Logistics giant, XPO Logistics, quickly finessed its client onboarding and B2B processes through smart exception processes using Workato.

The enterprise automation market continues its rapid rise, and Workato is defining this market for our customers and beyond:

  • Community: Workato has always been community-powered, with over 70,000 community recipes (discrete workflow automations) added in the last 12 months 
  • Customers:  Workato now has over 110,000 users across more than 11,000 companies, including:
    • #1 credit card brand
    • #1 financial services company,
    • #1 big data company
    • #1 ride sharing company in Asia
    • #1 energy infrastructure company
    • #1 casual restaurant chain
    • #1 arts and crafts company
    • #1 BI/analytics company
    • #1 enterprise collaboration company
    • #1 construction software company
    • #1 E-commerce company in Africa

These customers have anywhere from 80 to over 1000 active workflows of all kinds that they’ve automated across multiple groups in their company.

  • Strategic investors and partners: Salesforce, Workday, and ServiceNow became investors—Workato is the only company the three have invested in together.
  • Team: The Workato family has doubled in size since early 2020, recruiting leaders from Salesforce, Oracle, McKinsey, Apple, Lyft, and Tableau. We are building world-class teams in every department.
  • Product: It’s been an extraordinary period of innovation for our product team as well. We released some huge updates, including a new interface for recipe building, improvements to our ML-driven automation building feature (RecipeIQ), a major update to our API Management platform, a cloud data warehouse solution for Snowflake, the industry’s first business user accessible solution for integrating with SAP, a gen 2 version of our OEM product for ISV, an enterprise automation dashboard capability, an enterprise automation lifecycle management capability, Workbot platform for Microsoft teams, and much more.
  • Technology partnerships: We’re excited about new partnerships with leading tech platforms, including Workday, Salesforce, ServiceNow, Zendesk, Box, Slack, and Coupa, plus a larger number of others adopting our OEM product for ISVs.
  • GTM partnerships: We’ve been developing partnerships with global SIs, including Accenture, Deloitte, PwC, and Persistent as well as many vertical and regional SIs. These ISV and SI partnerships are shaping up to be force multipliers for us in taking our vision of enterprise automation to a larger number of customers.

Thank you to the entire Workato community

Despite all this hype, the most important and humbling aspect is the passion we see from our users. They see the value of Workato, its speed and ease of use, and how much easier it is to achieve their digital transformation goals with our iPaaS.

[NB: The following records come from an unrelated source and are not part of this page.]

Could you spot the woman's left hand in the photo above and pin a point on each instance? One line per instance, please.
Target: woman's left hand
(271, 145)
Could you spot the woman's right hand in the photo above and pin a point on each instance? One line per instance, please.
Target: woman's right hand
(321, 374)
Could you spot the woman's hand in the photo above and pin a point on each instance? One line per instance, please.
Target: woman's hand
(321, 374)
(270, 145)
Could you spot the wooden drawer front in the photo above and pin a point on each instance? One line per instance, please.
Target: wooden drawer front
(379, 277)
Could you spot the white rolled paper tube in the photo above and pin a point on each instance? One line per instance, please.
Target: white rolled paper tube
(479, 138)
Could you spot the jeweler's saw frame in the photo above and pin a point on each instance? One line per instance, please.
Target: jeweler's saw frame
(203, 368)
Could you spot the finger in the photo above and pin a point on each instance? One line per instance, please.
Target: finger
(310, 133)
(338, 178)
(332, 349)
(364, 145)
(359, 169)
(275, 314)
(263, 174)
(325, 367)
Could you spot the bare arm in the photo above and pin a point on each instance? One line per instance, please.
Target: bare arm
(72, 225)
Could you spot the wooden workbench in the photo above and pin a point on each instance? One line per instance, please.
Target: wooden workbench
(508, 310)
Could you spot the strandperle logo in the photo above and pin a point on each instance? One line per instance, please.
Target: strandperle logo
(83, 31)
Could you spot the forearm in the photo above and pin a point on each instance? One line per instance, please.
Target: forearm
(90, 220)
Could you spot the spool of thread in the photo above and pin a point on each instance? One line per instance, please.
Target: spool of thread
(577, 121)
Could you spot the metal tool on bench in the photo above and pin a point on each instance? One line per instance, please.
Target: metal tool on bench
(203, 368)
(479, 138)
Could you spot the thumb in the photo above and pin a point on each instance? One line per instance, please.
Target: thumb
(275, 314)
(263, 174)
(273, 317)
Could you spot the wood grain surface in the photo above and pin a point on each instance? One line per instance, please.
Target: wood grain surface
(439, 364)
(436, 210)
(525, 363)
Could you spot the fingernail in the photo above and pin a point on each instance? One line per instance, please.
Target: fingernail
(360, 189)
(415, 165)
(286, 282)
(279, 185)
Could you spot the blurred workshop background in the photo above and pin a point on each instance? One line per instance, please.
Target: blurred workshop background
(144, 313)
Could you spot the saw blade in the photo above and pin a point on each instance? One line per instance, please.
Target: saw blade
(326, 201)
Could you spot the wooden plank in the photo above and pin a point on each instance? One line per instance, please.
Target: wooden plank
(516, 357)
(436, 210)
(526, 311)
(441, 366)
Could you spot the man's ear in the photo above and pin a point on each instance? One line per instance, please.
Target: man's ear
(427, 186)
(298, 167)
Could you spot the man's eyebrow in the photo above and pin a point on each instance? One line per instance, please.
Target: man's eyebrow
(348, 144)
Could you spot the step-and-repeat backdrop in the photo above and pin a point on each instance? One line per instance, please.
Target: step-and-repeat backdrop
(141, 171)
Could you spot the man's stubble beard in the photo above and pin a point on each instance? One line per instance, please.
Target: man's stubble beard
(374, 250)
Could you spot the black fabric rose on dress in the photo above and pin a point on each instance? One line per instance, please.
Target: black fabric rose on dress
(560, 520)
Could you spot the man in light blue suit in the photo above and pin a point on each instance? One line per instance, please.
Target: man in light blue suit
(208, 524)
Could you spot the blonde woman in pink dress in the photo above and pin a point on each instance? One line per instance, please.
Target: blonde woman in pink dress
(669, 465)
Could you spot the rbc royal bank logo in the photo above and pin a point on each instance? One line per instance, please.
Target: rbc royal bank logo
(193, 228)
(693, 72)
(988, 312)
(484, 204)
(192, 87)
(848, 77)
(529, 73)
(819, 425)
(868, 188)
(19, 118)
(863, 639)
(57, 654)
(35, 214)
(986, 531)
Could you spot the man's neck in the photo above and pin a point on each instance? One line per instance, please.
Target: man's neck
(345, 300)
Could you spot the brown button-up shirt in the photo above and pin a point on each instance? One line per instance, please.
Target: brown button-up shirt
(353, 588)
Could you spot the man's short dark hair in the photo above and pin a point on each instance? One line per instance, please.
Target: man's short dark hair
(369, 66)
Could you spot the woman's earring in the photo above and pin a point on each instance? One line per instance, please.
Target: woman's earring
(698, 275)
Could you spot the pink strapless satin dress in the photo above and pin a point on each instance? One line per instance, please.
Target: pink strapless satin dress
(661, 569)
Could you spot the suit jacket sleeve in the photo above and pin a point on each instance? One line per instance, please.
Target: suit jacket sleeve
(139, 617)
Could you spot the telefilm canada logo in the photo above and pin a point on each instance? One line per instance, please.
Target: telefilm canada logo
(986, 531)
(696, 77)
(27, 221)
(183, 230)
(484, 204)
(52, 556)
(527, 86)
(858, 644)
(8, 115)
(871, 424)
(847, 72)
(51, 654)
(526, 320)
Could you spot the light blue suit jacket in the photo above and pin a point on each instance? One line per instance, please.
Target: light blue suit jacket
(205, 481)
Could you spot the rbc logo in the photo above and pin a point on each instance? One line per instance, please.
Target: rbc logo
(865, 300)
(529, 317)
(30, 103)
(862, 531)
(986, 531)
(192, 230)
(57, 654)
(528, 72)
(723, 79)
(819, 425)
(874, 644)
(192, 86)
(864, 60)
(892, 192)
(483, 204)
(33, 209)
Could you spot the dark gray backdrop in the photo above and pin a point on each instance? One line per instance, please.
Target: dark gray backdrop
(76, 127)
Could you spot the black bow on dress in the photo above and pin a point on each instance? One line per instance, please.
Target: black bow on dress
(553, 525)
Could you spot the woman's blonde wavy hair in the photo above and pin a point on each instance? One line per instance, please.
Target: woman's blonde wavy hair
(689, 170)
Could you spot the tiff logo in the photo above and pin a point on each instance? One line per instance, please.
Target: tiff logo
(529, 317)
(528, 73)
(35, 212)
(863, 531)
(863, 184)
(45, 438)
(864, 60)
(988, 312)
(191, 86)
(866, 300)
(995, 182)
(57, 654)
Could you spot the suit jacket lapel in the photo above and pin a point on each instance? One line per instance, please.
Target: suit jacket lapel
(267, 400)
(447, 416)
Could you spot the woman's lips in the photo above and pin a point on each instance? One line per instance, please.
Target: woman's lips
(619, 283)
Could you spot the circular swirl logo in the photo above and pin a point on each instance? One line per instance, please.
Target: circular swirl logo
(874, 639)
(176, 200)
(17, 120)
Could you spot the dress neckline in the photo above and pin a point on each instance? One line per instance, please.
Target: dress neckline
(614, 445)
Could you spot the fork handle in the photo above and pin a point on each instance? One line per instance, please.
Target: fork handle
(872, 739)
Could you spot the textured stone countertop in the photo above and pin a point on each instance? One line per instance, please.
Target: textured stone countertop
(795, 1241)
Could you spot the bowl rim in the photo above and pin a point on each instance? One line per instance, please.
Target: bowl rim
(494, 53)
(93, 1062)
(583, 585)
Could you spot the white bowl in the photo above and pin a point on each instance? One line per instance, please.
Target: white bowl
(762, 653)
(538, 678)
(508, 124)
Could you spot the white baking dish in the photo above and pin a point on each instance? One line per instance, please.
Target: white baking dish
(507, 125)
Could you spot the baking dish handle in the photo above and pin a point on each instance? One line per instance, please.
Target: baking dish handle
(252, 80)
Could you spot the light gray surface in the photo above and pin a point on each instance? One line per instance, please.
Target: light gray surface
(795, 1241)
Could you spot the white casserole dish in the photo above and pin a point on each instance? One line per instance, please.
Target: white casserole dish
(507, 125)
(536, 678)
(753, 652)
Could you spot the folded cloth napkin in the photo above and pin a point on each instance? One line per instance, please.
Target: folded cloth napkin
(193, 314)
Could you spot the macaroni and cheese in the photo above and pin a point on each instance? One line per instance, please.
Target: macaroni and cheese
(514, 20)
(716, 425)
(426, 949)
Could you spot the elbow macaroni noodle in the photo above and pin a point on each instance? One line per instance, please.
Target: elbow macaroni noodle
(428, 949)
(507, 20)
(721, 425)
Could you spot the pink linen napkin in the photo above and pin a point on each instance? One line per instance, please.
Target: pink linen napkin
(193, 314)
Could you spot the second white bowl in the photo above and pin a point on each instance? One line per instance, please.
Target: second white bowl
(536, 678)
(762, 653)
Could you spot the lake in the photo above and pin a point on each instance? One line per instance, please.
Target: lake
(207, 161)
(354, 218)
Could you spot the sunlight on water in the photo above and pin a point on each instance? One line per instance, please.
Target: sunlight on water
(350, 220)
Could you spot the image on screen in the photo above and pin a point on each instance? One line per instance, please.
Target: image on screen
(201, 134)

Workato was built to exceed the always-on expectations of those who are used to SaaS apps. For those whose first experience with an iPaaS is with Workato, it just feels like, “the way automation should be.”

And for people who have used other platforms, the enormous improvements in speed and experience are clear from the start. Seasoned integration users become almost emotional when they discover how Workato has been designed to remove the high-friction pain and complexities of integrations and automations. Other integration platforms may tick some of the same feature checkboxes, but they don’t feel as streamlined and intuitive as Workato. As Slack’s integration architect, Monica Wilkinson, put it: “Workato makes creating automations a joy.”